François-Xavier Point y revient sur l’histoire de l’industrie ferroviaire. Puis les experts en communication livrent des études de cas richement illustrées et présentées mais toujours finement analytiques ; elles aident à appréhender les mutations de la gare Saint-Jean, des concepts qui encadrent désormais un tel nœud d’échanges humains, devenu aussi un cadre de vie quotidienne et de consommation tout autant qu’un pôle de services de transports (multimodaux), sans négliger tout de même la culture du service public.

Retombées et mutations

Sud Ouest ne pouvait manquer l’occasion de confirmer son art de la bonne vulgarisation et a publié un numéro hors-série en parallèle à l’ouverture de la ligne Océane-Lisea. L’évolution du chantier de la LGV y est saisie comme une aventure événementielle, avec ses enjeux techniques en particulier. Mais les journalistes commencent à méditer sur les retombées de ce TGV accéléré (devenu Oui-Sncf…) sur l’économie girondine notamment, mais aussi sur les modes de vie des professionnels, des touristes, étudiants ou familles (dans les deux sens).

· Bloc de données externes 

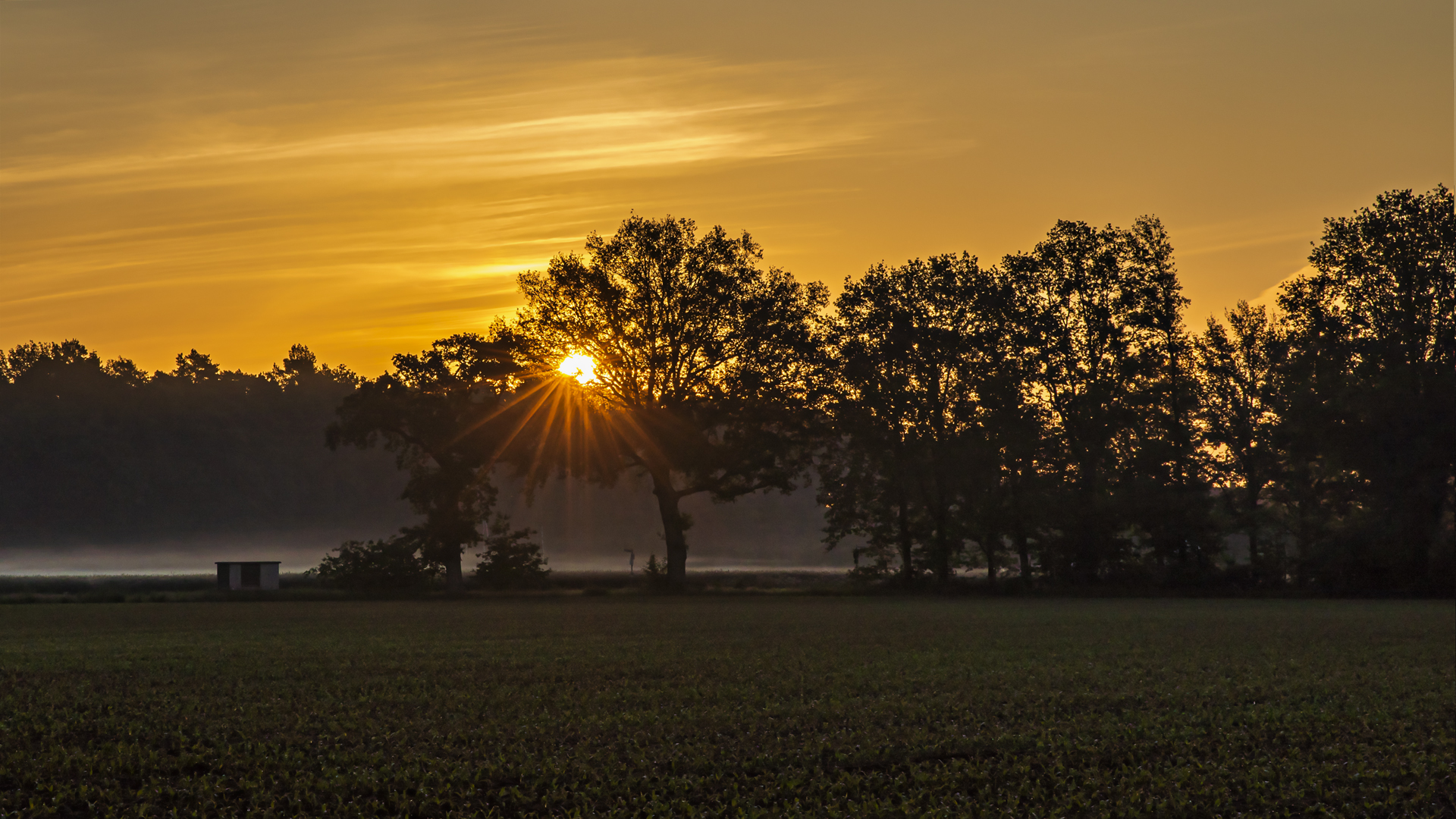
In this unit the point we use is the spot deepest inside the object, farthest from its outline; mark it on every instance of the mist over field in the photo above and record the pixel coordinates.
(582, 528)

Cette piste de réflexion est suivie en profondeur par un ancien responsable d’Euratlantique et l’ancien journaliste économique de Sud Ouest, passé à la Région, Jean-Bernard Gilles : ils soupèsent, thème par thème, dans le cadre d’une sorte de philosophie de la vie régionale, comment la LGV contribue aux mutations de l’économie et des modes d’organisation des institutions et entreprises.

Ils ne sombrent pas pour autant dans le sensationnalisme car ils s’essayent à méditer sur le long terme, des années 1990 aux années 2020. Le nouveau positionnement du tourisme girondin est ainsi scruté, tandis que la LGV sert de symbole aux révolutions de l’innovation vécues par la métropole, au niveau de la recherche et développement, de l’aérospatial, et de levier aux pratiques d’une génération mobilise géographiquement et intellectuellement (économie créative et numérique). Les effets sur l’urbanisme (Euratlantique) ne manquent pas d’être évalués.

Parler de « résurrection économique » est certainement excessif, mais le livre se veut une sorte de plaidoyer pour la stimulation de la compétitivité de la région dans son ensemble, avec des ultimes chapitres quelque peu enthousiastes même, en une sorte de « fièvre » du progrès – ce qui nous ramène en fait aux croyances du XIXe siècle quand la révolution ferroviaire devait servir de locomotive à la première révolution industrielle dans une cité-port se diversifiant du négoce maritime à une économie productive structurée.